Jadeé y llevé mi mano libre a mi pecho, fingiendo indignación.
—¿Dices que probar mis labios después de siglos sin tenerlos fue un descuido?
—No, mi ángel oscuro. Un descuido fue no haberte dicho que te amaba cuando desnudaste tú alma y tú cuerpo para mí al confesarme tus sentimientos.
Miguel acunó mi rostro entre sus palmas y posó sus labios sobre los míos en un beso profundo; la expresión decidida en su rostro y la adoración en sus ojos hizo que mi aliento quedara atrapado en mi garganta.

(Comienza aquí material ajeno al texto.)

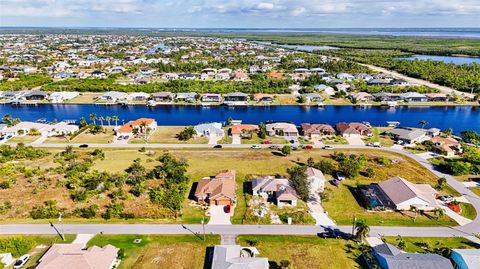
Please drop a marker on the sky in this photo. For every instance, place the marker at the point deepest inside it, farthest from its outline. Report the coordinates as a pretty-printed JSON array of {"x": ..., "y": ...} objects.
[{"x": 241, "y": 13}]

—No ha habido un solo día desde que te conocí, Lilith, que haya sentido nada parecido a indiferencia por ti. Te amé esa noche mientras admiraba tu cuerpo bajo el agua perfumada de la tina, y cada día antes de ese, y te amaré cada día después, por el resto de nuestras existencias.
Asentí, incapaz de formar palabras a través del nudo en mi garganta, mientras Miguel traía mi boca de vuelta a la suya. Enredé mis manos en su pelo y apreté mi cuerpo al suyo hasta solo dejar espacio para oxígeno entre nosotros, y lo besé de vuelta. Lo besé con rabia, enojada con aquellos que no nos permitieron amarnos pronto. Lo besé con anhelo por aquellas noches que lo tuve a mi lado, pero fuera de mi alcance. Lo besé con la convicción de que nunca me apartaría de su lado, sin importar lo que haya elegido el destino para mí.

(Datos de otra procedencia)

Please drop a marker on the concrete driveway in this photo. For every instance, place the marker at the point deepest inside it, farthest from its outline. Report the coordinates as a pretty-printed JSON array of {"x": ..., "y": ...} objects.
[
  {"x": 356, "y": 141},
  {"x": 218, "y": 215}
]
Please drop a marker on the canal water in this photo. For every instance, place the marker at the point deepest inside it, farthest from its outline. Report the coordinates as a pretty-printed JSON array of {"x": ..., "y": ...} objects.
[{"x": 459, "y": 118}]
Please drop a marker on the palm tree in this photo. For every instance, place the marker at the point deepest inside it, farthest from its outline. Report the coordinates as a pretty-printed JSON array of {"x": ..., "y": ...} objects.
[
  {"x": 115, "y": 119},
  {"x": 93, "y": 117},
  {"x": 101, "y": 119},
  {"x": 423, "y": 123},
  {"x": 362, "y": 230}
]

A menos que alguien más me encontrara. Alguien que amaría más de lo que lo amaba a él, más que a mí misma, más que la vida. Alguien por quien quemaría el Cielo y el Infierno hasta las cenizas y a quien protegería con mi propia vida.
Alguien por la que valdría luchar un millón de guerras para mantenerla a salvo.